Dunford Images

Artist's Statement

Richard Dunford

My primary interest in photography is wild lands. My subjects are primarily the trees in their home forests. I search through the Northwestern Cascades’ soggy temperate rain forests or the dry eastern side of the Cascades seeking a compelling narrative unique to the challenges of place, time, and weather. They have a story and I want to tell it.  

 I have a history in these terrains. I am a child of wild lands and color. As my father was career US Forest Service, I was raised in the Appalachians, Rockies, Sierras and Cascades, our country’s finest remote lands. My mother grew up in Oklahoma on the edges of the dust bowl. She was an amateur painter who could find color in the oddest of places. My personal artistic journey began the day I saw the retrospective work “Ansel Adams: Images 1923-1974”. I was stunned by the power of his images. 

 An accomplished artist once suggested to me that a worthy goal of art is to take something ordinary and make it interesting.

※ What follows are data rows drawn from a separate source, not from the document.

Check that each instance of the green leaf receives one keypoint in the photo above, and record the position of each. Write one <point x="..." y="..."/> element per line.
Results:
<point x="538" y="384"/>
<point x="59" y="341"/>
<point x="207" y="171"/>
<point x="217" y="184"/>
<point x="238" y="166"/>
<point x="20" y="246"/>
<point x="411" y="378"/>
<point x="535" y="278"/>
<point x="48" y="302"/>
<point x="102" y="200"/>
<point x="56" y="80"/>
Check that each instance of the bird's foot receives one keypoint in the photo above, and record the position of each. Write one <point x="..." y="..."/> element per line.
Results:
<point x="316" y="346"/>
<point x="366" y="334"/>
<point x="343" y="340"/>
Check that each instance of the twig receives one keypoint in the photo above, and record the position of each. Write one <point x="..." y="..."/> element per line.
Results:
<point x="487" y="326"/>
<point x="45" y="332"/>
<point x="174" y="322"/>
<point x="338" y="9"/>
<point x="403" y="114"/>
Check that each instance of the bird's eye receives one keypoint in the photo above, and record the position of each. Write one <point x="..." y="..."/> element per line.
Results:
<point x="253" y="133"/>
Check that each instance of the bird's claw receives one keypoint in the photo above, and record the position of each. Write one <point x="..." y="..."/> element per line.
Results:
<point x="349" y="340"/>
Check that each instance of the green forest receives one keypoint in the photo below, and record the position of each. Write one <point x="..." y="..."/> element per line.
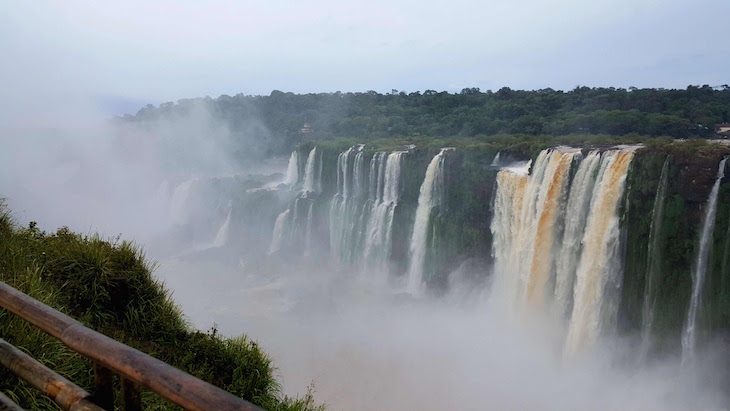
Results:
<point x="278" y="120"/>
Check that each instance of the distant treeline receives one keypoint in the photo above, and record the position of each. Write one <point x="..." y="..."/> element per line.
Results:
<point x="279" y="118"/>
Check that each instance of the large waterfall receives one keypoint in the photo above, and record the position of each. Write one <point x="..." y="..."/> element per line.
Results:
<point x="361" y="221"/>
<point x="689" y="334"/>
<point x="557" y="230"/>
<point x="525" y="229"/>
<point x="654" y="253"/>
<point x="599" y="262"/>
<point x="556" y="241"/>
<point x="292" y="169"/>
<point x="311" y="179"/>
<point x="429" y="196"/>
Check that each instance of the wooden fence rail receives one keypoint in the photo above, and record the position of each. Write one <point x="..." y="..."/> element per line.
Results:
<point x="134" y="368"/>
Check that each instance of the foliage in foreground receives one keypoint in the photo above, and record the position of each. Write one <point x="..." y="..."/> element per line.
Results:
<point x="108" y="286"/>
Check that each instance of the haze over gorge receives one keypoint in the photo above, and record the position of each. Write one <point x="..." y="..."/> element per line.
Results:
<point x="411" y="272"/>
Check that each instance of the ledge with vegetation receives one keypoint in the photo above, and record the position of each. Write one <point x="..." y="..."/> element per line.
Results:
<point x="108" y="286"/>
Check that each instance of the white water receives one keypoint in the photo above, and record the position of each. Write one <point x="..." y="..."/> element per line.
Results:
<point x="689" y="334"/>
<point x="654" y="252"/>
<point x="527" y="211"/>
<point x="556" y="245"/>
<point x="277" y="238"/>
<point x="310" y="179"/>
<point x="361" y="222"/>
<point x="599" y="263"/>
<point x="576" y="214"/>
<point x="292" y="170"/>
<point x="379" y="227"/>
<point x="308" y="233"/>
<point x="428" y="198"/>
<point x="222" y="236"/>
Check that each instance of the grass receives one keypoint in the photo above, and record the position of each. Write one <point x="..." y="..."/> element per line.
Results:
<point x="108" y="285"/>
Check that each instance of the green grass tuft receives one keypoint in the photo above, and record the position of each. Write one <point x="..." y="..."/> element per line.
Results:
<point x="108" y="285"/>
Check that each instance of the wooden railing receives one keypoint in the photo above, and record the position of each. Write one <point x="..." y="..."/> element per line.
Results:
<point x="135" y="369"/>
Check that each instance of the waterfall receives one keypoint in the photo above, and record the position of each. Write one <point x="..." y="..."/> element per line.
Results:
<point x="576" y="214"/>
<point x="292" y="172"/>
<point x="340" y="205"/>
<point x="310" y="180"/>
<point x="379" y="227"/>
<point x="653" y="261"/>
<point x="308" y="233"/>
<point x="598" y="262"/>
<point x="222" y="236"/>
<point x="689" y="334"/>
<point x="280" y="225"/>
<point x="525" y="225"/>
<point x="428" y="198"/>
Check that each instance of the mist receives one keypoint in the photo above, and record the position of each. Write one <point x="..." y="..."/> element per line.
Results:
<point x="360" y="342"/>
<point x="201" y="188"/>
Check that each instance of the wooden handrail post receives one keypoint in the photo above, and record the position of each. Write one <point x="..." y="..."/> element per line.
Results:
<point x="169" y="382"/>
<point x="103" y="387"/>
<point x="65" y="393"/>
<point x="6" y="404"/>
<point x="131" y="396"/>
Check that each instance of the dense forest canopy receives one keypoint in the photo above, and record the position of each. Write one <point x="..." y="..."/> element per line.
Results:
<point x="278" y="120"/>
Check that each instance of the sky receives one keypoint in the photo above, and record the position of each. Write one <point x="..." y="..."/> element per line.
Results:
<point x="64" y="57"/>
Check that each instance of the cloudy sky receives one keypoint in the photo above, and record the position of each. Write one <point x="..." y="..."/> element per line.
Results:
<point x="119" y="56"/>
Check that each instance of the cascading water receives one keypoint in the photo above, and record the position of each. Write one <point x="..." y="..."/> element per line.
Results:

Trees and forest are ordinary to be sure and I endeavor to make something of them beyond the simple documented scene on the camera view finder. So, I wander the landscape hunting for an emotive image that will speak to me, beyond just a tree, more than just a forest. 

 The subjects I seek show subtle ranges of color, sometimes emphasized when there but not easily apparent. I use contrasting colors to lift images brilliance. I want strong design but mindful of the surrounding “lay of the land”. My end goal is a luminous print that seems to emit light back to the viewer all the while telling a story. When the viewer sees my image, I want them to see ordinary trees and ordinary forests in a different but not so ordinary way.